MONUMENTO SCANDALOSO – La Fontana delle Naiadi tra l’altro è una delle opere architettoniche che ha fatto discutere di più l’intera Roma, in quanto all’epoca era considerata immorale e scandalosa. Progettata dallo scultore palermitano Mario Rutelli, è stata ultimata e inaugurata nel 1901. Il monumento era composto da quattro figure femminili nude realizzate in bronzo, che rappresentavano le naiadi, cioè le ninfe che nella mitologia greca presiedevano alle acque dolci. In particolare le quattro sculture erano quelle della Ninfa dei Laghi, individuabile dal cigno, la Ninfa dei Fiumi, coricata su un mostro acquatico, la Ninfa delle Acque Sotterranee, sopra un drago, e la Ninfa degli Oceani, in groppa a un cavallo simbolo del mare.

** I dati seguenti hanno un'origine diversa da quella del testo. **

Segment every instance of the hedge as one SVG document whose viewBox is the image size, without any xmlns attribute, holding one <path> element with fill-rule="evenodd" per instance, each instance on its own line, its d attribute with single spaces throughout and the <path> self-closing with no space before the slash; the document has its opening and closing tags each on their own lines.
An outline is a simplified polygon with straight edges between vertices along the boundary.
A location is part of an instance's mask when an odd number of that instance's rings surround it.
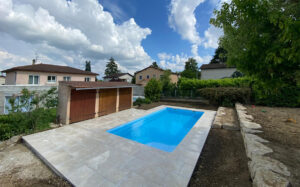
<svg viewBox="0 0 300 187">
<path fill-rule="evenodd" d="M 197 90 L 201 88 L 215 88 L 215 87 L 249 87 L 251 79 L 248 77 L 241 78 L 225 78 L 217 80 L 199 80 L 180 78 L 178 88 L 180 90 Z"/>
<path fill-rule="evenodd" d="M 199 94 L 208 99 L 211 104 L 220 106 L 234 106 L 234 103 L 250 103 L 250 88 L 216 87 L 202 88 Z"/>
</svg>

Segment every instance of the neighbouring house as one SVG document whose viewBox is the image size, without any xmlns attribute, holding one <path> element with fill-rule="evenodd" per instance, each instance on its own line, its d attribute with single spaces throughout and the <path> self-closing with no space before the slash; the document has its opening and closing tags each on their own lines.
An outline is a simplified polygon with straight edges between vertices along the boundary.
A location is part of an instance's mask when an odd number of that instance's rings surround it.
<svg viewBox="0 0 300 187">
<path fill-rule="evenodd" d="M 146 86 L 150 79 L 154 78 L 159 80 L 161 76 L 163 76 L 165 70 L 157 67 L 153 67 L 152 65 L 142 69 L 140 71 L 137 71 L 135 73 L 135 83 L 137 85 Z M 172 83 L 178 82 L 178 74 L 171 73 L 170 79 Z"/>
<path fill-rule="evenodd" d="M 51 85 L 59 81 L 96 81 L 97 73 L 69 66 L 33 64 L 2 71 L 6 73 L 5 85 Z"/>
<path fill-rule="evenodd" d="M 60 82 L 57 116 L 70 124 L 132 107 L 132 88 L 127 82 Z"/>
<path fill-rule="evenodd" d="M 21 91 L 26 88 L 29 91 L 35 91 L 37 94 L 48 91 L 53 86 L 36 86 L 36 85 L 0 85 L 0 114 L 8 114 L 11 108 L 9 99 L 12 96 L 16 97 L 16 102 L 19 102 Z M 23 109 L 22 109 L 23 110 Z M 25 112 L 26 110 L 24 110 Z"/>
<path fill-rule="evenodd" d="M 0 75 L 0 85 L 5 84 L 5 76 L 4 75 Z"/>
<path fill-rule="evenodd" d="M 110 76 L 103 77 L 104 81 L 109 82 L 129 82 L 131 83 L 133 76 L 129 73 L 116 73 Z"/>
<path fill-rule="evenodd" d="M 237 71 L 235 67 L 229 67 L 226 64 L 203 64 L 200 69 L 203 80 L 228 78 Z"/>
</svg>

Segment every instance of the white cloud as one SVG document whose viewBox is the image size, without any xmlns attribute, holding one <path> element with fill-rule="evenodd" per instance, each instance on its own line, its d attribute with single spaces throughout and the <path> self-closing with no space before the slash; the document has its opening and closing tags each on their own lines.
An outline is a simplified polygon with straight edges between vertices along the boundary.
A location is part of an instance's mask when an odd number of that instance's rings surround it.
<svg viewBox="0 0 300 187">
<path fill-rule="evenodd" d="M 204 32 L 204 42 L 205 48 L 217 48 L 219 43 L 219 38 L 223 35 L 223 30 L 210 25 L 208 29 Z"/>
<path fill-rule="evenodd" d="M 199 44 L 201 39 L 196 30 L 195 10 L 204 0 L 172 0 L 169 24 L 183 39 Z"/>
<path fill-rule="evenodd" d="M 89 59 L 98 68 L 113 56 L 130 72 L 151 63 L 141 45 L 151 30 L 132 18 L 116 24 L 97 0 L 0 0 L 0 25 L 16 46 L 25 41 L 48 62 L 81 68 Z"/>
<path fill-rule="evenodd" d="M 30 63 L 31 59 L 14 55 L 4 50 L 0 50 L 0 64 L 2 70 L 11 68 L 16 65 L 29 65 Z"/>
<path fill-rule="evenodd" d="M 189 56 L 186 54 L 172 55 L 167 53 L 159 53 L 157 56 L 159 58 L 159 66 L 164 69 L 171 69 L 173 72 L 183 71 L 185 62 L 189 59 Z M 197 55 L 193 58 L 197 61 L 198 66 L 200 67 L 202 64 L 209 63 L 212 56 L 208 55 L 200 57 Z"/>
</svg>

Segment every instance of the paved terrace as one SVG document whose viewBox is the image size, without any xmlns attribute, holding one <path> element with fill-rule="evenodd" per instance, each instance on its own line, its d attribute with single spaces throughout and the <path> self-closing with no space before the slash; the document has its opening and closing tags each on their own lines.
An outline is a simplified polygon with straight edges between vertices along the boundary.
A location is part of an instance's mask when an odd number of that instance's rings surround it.
<svg viewBox="0 0 300 187">
<path fill-rule="evenodd" d="M 171 153 L 106 132 L 164 107 L 129 109 L 23 139 L 75 186 L 187 186 L 215 111 L 197 110 L 205 113 Z"/>
</svg>

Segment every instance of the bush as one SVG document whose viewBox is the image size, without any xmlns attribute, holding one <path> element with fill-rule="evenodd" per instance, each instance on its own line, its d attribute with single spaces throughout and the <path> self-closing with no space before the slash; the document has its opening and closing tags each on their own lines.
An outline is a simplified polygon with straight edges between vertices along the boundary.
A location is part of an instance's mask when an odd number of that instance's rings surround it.
<svg viewBox="0 0 300 187">
<path fill-rule="evenodd" d="M 145 86 L 144 92 L 145 97 L 150 101 L 159 101 L 162 92 L 161 82 L 156 79 L 151 79 Z"/>
<path fill-rule="evenodd" d="M 0 140 L 18 134 L 30 134 L 49 129 L 56 120 L 56 109 L 38 108 L 28 113 L 14 112 L 0 116 Z"/>
<path fill-rule="evenodd" d="M 141 106 L 142 104 L 150 104 L 151 100 L 148 98 L 137 98 L 136 101 L 133 103 L 134 106 Z"/>
<path fill-rule="evenodd" d="M 252 86 L 253 98 L 258 105 L 300 106 L 300 87 L 281 85 L 270 88 L 263 82 L 256 81 Z"/>
<path fill-rule="evenodd" d="M 202 97 L 208 99 L 211 104 L 221 106 L 234 106 L 236 102 L 249 103 L 251 98 L 250 88 L 202 88 L 198 92 Z"/>
</svg>

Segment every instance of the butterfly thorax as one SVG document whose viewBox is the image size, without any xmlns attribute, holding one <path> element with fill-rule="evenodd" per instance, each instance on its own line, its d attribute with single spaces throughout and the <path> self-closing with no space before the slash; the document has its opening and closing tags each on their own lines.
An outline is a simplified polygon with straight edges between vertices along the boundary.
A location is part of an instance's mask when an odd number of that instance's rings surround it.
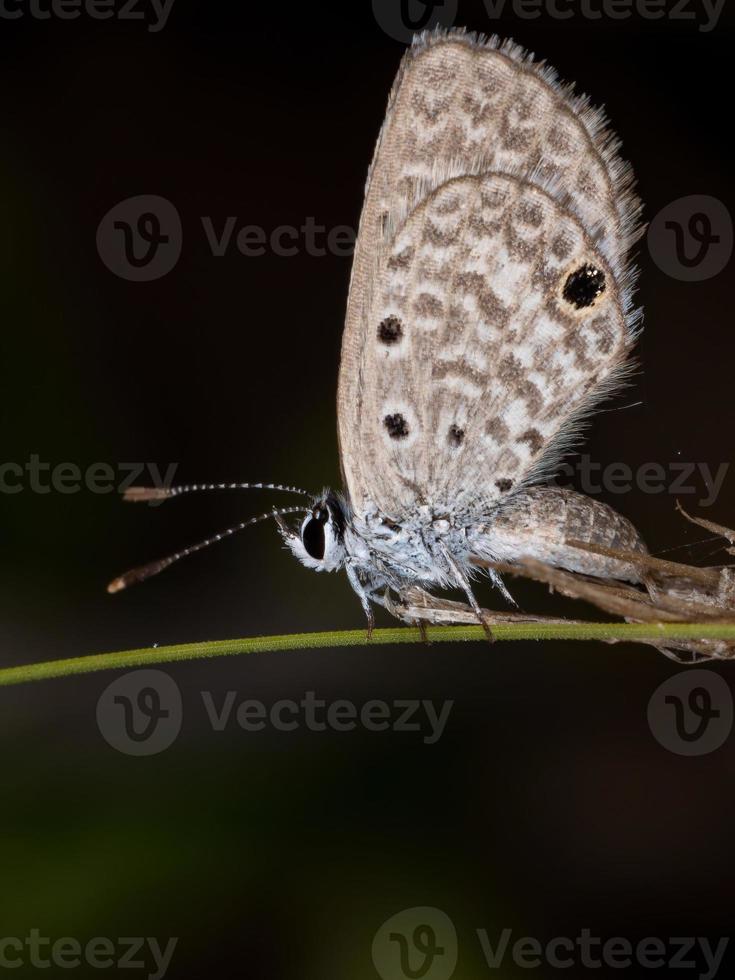
<svg viewBox="0 0 735 980">
<path fill-rule="evenodd" d="M 472 553 L 470 528 L 454 515 L 419 507 L 400 521 L 370 510 L 345 525 L 346 563 L 372 589 L 453 584 L 452 562 L 465 566 Z"/>
</svg>

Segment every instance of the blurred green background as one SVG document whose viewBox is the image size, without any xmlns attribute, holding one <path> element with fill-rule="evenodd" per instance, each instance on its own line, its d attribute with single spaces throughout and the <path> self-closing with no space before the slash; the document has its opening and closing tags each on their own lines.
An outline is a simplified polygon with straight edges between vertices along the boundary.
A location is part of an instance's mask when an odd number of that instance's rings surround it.
<svg viewBox="0 0 735 980">
<path fill-rule="evenodd" d="M 404 50 L 380 19 L 367 0 L 176 0 L 157 32 L 0 18 L 3 462 L 35 453 L 81 469 L 177 463 L 185 482 L 339 485 L 349 258 L 214 258 L 201 217 L 356 226 Z M 647 217 L 688 194 L 730 206 L 726 15 L 710 32 L 635 15 L 524 19 L 510 6 L 491 21 L 460 0 L 456 22 L 513 36 L 606 104 Z M 117 278 L 95 244 L 109 209 L 138 194 L 169 199 L 184 229 L 175 269 L 147 283 Z M 599 414 L 583 451 L 716 468 L 732 456 L 731 268 L 683 283 L 645 242 L 641 265 L 644 373 L 615 404 L 643 404 Z M 728 477 L 702 516 L 735 525 L 731 487 Z M 602 499 L 654 551 L 707 536 L 670 494 Z M 156 509 L 87 490 L 3 494 L 0 666 L 361 626 L 346 579 L 308 573 L 270 525 L 105 593 L 124 569 L 273 500 L 284 502 L 254 493 Z M 695 500 L 682 498 L 693 510 Z M 713 547 L 672 557 L 722 560 Z M 584 612 L 514 591 L 529 610 Z M 494 601 L 489 589 L 483 598 Z M 178 936 L 169 977 L 362 980 L 377 975 L 380 925 L 435 906 L 457 928 L 455 975 L 474 980 L 526 972 L 489 971 L 479 928 L 541 941 L 582 928 L 631 941 L 727 935 L 733 738 L 689 759 L 653 738 L 648 701 L 676 671 L 646 647 L 563 643 L 178 664 L 167 673 L 181 735 L 143 758 L 99 732 L 97 701 L 115 675 L 1 690 L 0 938 Z M 267 705 L 315 691 L 454 706 L 434 745 L 398 732 L 217 733 L 203 691 Z"/>
</svg>

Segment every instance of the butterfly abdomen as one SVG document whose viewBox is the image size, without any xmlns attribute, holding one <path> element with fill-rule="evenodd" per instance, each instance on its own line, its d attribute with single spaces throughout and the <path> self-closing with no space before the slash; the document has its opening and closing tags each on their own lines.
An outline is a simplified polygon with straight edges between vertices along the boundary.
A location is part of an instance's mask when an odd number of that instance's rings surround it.
<svg viewBox="0 0 735 980">
<path fill-rule="evenodd" d="M 646 554 L 627 518 L 574 490 L 525 490 L 501 508 L 473 539 L 479 557 L 536 558 L 584 575 L 640 581 L 636 565 L 609 552 Z"/>
</svg>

NAIADI LASCIVE – Uno spruzzo costante era indirizzato sulle statue, bagnandole di continuo, mentre la vasca centrale aveva cinque zampilli centrali più una serie di altri indirizzati dal bordo verso l’interno. Il monumento inoltre era attorniato da una cancellata. La nudità delle figure, in posizione lasciva e sensuale, e risplendenti in quanto sempre bagnate dall’acqua, fu giudicato uno scandalo dai conservatori dell’epoca. In attesa di decidere il da farsi, il Comune decise quindi di circondare il complesso con uno steccato di legno. Ma questo rese il monumento ancora più interessante e scandaloso. I giovani romani continuavano a recarsi alla cancellata per vedere le figure nude tra le fessure. Il dibattito fra tradizionalisti e liberali si fece sempre più acceso, ma alla fine il Comune decise di schierarsi dalla parte di questi ultimi. Non solo non fece distruggere le Naiadi, ma quando il 10 febbraio 1901 si scatenò una sollevazione popolare lasciò che i romani abbattessero la palizzata. Allo scultore che aveva realizzato la fontana fu commissionata la decorazione per il gruppo centrale del monumento. L’artista optò per tre tritoni, un delfino e un grosso polipo, raffigurati mentre lottano tra loro. Quando nel 1911 furono collocati in cima alla fontana, le reazioni furono negative e i romani li definirono “il fritto misto di Termini”. Venne presto rimosso[4], e si chiese all’artista di realizzare nuove figure. Nel 1912, finalmente, la fontana assunse l’aspetto definitivo che conserva ancora oggi, con la sistemazione, al centro, del gruppo del Glauco, una figura maschile nuda che afferra un delfino, simboleggiante il dominio dell’uomo sulla forza naturale, dalla cui bocca esce lo zampillo centrale.